Ganz wichtig war den Zünften, dass ihre Mitglieder "ehelich geboren" waren und "von ehrlichem Wesen", womit keineswegs gemeint war, dass er nicht stehle, wie Rademacher sagt. Als nicht ehrlich galten bestimmte Berufsgruppen wie Henker, Abdecker, aber auch Müller und Schäfer. Wer aus einer solchen Familie stammte, hatte keine Chance, in die Zunft der Bierbrauer aufgenommen zu werden. Mitunter trieb das rechte Blüten. "Man glaubte, dass Unehrlichkeit ansteckend sei", erklärt die Ausstellungsmacherin, warum sich Gesellen und Lehrlinge weigerten, mit einem "unehrlichen" Kollegen zusammenzuarbeiten - sie riskierten damit nämlich, selbst als unehrlich zu gelten und nirgends mehr eine Anstellung zu bekommen. Auch gemeinsames Kartenspielen im Wirtshaus hätte dafür schon ausgereicht. "Manchmal hat die Obrigkeit hier aber eingegriffen und den Zünften klar gemacht: "Jetzt macht mal einen Punkt - der Mann darf und soll hier bei euch arbeiten."

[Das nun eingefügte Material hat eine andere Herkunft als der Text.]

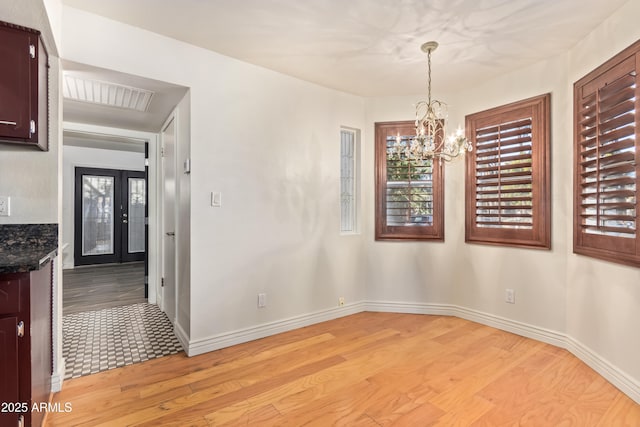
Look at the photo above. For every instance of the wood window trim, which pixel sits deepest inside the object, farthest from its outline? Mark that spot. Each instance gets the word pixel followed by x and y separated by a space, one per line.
pixel 434 232
pixel 621 250
pixel 539 235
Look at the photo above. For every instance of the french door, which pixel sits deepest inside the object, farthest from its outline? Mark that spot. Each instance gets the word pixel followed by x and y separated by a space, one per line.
pixel 109 216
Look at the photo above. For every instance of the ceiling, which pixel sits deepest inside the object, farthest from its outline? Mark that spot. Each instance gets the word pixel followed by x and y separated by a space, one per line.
pixel 371 47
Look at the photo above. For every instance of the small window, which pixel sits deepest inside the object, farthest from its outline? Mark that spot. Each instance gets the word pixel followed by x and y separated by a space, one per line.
pixel 409 193
pixel 349 181
pixel 606 161
pixel 507 181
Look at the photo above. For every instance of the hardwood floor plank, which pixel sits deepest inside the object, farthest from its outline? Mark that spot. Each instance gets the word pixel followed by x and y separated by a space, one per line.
pixel 97 287
pixel 369 369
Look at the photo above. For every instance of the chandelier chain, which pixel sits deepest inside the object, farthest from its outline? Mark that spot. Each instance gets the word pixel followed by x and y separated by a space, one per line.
pixel 431 139
pixel 429 75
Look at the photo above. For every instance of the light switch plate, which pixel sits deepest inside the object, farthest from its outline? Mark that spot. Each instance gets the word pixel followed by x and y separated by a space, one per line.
pixel 5 205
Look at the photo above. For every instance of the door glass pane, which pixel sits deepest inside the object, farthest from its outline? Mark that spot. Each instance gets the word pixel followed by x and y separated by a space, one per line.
pixel 136 214
pixel 97 215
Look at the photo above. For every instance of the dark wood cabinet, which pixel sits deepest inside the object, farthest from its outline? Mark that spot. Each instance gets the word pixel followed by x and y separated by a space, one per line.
pixel 23 87
pixel 25 345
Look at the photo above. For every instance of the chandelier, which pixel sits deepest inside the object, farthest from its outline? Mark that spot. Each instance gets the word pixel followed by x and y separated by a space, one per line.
pixel 431 140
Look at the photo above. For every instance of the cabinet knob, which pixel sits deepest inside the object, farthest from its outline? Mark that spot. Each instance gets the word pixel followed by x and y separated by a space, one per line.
pixel 21 329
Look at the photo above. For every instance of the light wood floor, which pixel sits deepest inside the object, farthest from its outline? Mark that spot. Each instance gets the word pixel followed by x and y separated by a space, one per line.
pixel 96 287
pixel 369 369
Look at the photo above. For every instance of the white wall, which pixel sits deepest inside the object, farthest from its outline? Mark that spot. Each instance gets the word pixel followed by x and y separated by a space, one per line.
pixel 270 144
pixel 603 299
pixel 73 157
pixel 183 220
pixel 27 175
pixel 595 303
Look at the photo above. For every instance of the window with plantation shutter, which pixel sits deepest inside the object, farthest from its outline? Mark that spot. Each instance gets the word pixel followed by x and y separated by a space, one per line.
pixel 507 181
pixel 606 103
pixel 409 193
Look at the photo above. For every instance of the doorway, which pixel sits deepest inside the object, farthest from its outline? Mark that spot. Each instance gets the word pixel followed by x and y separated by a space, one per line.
pixel 109 216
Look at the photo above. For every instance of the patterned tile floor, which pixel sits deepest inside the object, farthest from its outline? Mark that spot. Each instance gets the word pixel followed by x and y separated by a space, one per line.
pixel 96 341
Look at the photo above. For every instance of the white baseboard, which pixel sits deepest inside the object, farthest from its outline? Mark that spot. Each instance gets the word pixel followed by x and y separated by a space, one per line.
pixel 613 374
pixel 626 383
pixel 182 336
pixel 57 378
pixel 215 342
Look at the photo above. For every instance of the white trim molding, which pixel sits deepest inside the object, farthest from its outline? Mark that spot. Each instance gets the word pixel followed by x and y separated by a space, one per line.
pixel 57 378
pixel 215 342
pixel 620 379
pixel 623 381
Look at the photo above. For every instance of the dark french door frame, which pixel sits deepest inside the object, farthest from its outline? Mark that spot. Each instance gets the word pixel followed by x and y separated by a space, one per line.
pixel 120 217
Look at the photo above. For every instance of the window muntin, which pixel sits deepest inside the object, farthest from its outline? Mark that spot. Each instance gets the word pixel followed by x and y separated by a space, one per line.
pixel 348 181
pixel 409 196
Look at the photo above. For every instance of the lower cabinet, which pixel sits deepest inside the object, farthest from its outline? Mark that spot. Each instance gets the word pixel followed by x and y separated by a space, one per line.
pixel 25 346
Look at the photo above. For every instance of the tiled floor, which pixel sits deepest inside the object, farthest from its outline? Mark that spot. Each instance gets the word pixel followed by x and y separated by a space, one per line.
pixel 95 341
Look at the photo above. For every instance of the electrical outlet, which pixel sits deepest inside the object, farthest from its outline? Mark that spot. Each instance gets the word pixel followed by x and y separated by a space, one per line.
pixel 262 300
pixel 5 205
pixel 510 296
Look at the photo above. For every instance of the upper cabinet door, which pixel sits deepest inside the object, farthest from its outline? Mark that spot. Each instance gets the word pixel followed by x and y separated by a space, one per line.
pixel 23 87
pixel 17 106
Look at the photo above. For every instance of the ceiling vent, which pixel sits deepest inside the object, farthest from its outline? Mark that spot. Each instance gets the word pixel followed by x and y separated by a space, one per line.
pixel 105 93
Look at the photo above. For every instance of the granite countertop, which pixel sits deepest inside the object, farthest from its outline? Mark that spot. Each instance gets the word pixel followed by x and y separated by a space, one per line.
pixel 26 247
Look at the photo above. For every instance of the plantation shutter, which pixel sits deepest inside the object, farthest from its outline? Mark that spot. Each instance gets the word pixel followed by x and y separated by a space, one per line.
pixel 507 187
pixel 504 177
pixel 606 167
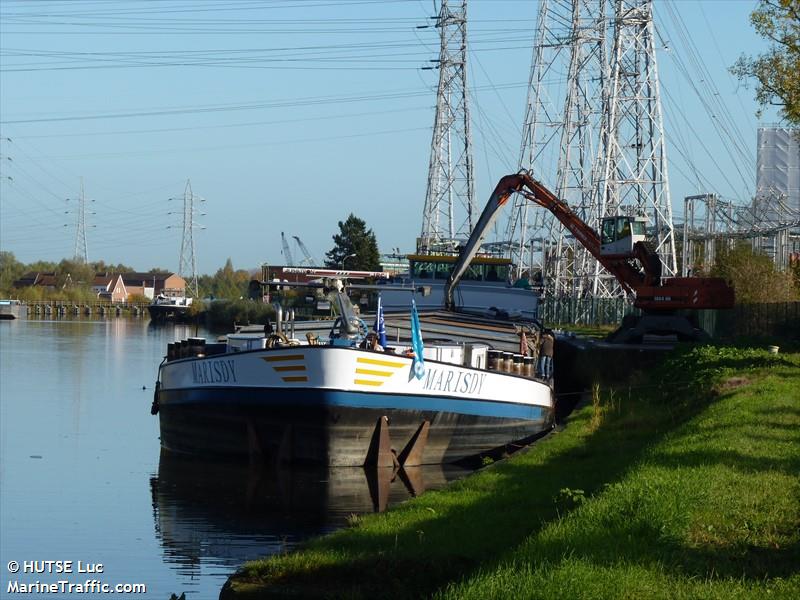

Interessant ist auch Punkt Drei der Handwerksordnung. Söhne oder Schwiegersöhne von Bierbrauern sowie Brauer, die die Witwe eines ansässigen Bierbrauers heirateten, mussten nur die Hälfte der Abgaben zahlen, die für einen angehenden Brauer anfangs anfielen. Dass Lehrlinge das Handtuch warfen, war schon damals offenbar nicht unüblich. "Und wo der Lernkhnecht über vierzehen Tag von ihm lieff, so soll der Meister für ihn bezahlen", ist niedergeschrieben. Also musste der Meister das Lehrgeld von "vier Schilling Pfenning in Münzen und zwei Pfund Wachs" in die Handwerksbüchse einlegen. Zu Versammlungen einladen musste jeweils der jüngste Bierbrauer, dort galt Geheimhaltung und die niedere Gerichtsbarkeit - sofern die Tat das Handwerk, nicht das Gemeinwohl betraf - lag bei den Zünften. Übeltäter wurden nicht durch Ratsstrafe, sondern von der Zunft bestraft. Sechstens und siebtens regelten die Kontrolle des Biers durch die Bierkieser, die "dem Fass den Boden ausschlugen", wenn der Brauer schlechtes Bier gesotten hatte. Im neunten und letzten Absatz wird vorm "lästerlich Zuetrinckhen" gewarnt, das großen, verderblichen Schaden an Leib und Seele verursache und den Handwerksleuten Unheil für Weiber und Kinder bringe. "Wenn ein Höhergestellter einem zuprostete, musste man austrinken", erzählt Rademacher, daher rieten die Zünfte, dem möglichst aus dem Wege zu gehen. Wer auf öffentlicher Straße torkelnd angetroffen wurde, oder sich gar übergeben musste, wurde - "wie es vielerorts beim löblichen Handwerk gebräuchlich ist" um ein Pfund Wachs bestraft.

Die Handwerksordnung können Besucher des Stadtmuseums im neuen Ausstellungsraum im Erdgeschoss anschauen - in Kürze einschließlich Transkription.